What is a GAN?
A Generative Adversarial Network, or GAN, is one of the most clever ideas in AI. It's a system where two neural networks are locked in a creative competition—a game of cat and mouse that results in stunningly realistic content.
Meet the Players: The Forger & The Detective
A GAN has two parts:
- The Generator (The Forger): Its only job is to create fake content (like images or text) that looks completely real. It starts by creating random noise.
- The Discriminator (The Detective): Its only job is to look at a piece of content and decide if it's real (from a training dataset) or fake (from the Generator).
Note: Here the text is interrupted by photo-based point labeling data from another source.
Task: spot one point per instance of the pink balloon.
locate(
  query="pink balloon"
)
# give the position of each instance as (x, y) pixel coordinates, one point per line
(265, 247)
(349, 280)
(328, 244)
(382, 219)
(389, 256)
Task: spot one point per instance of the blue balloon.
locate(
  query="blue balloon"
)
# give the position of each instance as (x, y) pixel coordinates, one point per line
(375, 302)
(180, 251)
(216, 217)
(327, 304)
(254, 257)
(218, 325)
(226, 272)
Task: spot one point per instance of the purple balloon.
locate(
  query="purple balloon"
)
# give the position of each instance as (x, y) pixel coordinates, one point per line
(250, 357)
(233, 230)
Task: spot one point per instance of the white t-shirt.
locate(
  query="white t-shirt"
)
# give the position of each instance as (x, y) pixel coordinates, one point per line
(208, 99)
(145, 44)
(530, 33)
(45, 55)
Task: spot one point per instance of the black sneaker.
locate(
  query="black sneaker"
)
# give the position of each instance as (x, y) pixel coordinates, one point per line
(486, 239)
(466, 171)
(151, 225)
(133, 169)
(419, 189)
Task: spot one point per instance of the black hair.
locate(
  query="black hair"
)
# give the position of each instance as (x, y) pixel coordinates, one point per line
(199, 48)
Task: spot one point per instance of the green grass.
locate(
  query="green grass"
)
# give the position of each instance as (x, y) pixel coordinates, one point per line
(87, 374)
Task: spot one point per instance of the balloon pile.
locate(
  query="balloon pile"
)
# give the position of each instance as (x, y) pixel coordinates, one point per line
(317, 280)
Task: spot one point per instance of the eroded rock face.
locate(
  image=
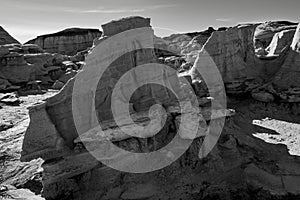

Round 1: The First Forgery is Rejected
The Generator creates its first, clumsy fake and shows it to the Discriminator. The Discriminator, having been trained on thousands of real masterpieces, easily spots the forgery and rejects it, sending back a simple signal: "That's Fake."
The Feedback Loop: Learning from Failure
This "fake" signal is crucial. The Generator uses this feedback to slightly adjust its own parameters. It asks itself, "What part of my creation screamed 'fake'?" It then tries again, creating a slightly better forgery. This cycle repeats millions of times, with the Forger getting better with every rejection.
The Goal: Fooling the Expert
The ultimate goal is for the Generator to become so good that the Discriminator is fooled about 50% of the time—it can no longer reliably tell the difference between the real thing and the forgery. At this point, called "equilibrium," the Generator has become a master at creating realistic content.
A Creative Arms Race
This constant, adversarial competition is what makes GANs so powerful. They are responsible for creating hyper-realistic faces, deepfakes, and some forms of AI art. By pitting two AIs against each other, we create a system that pushes itself to achieve incredible levels of creativity.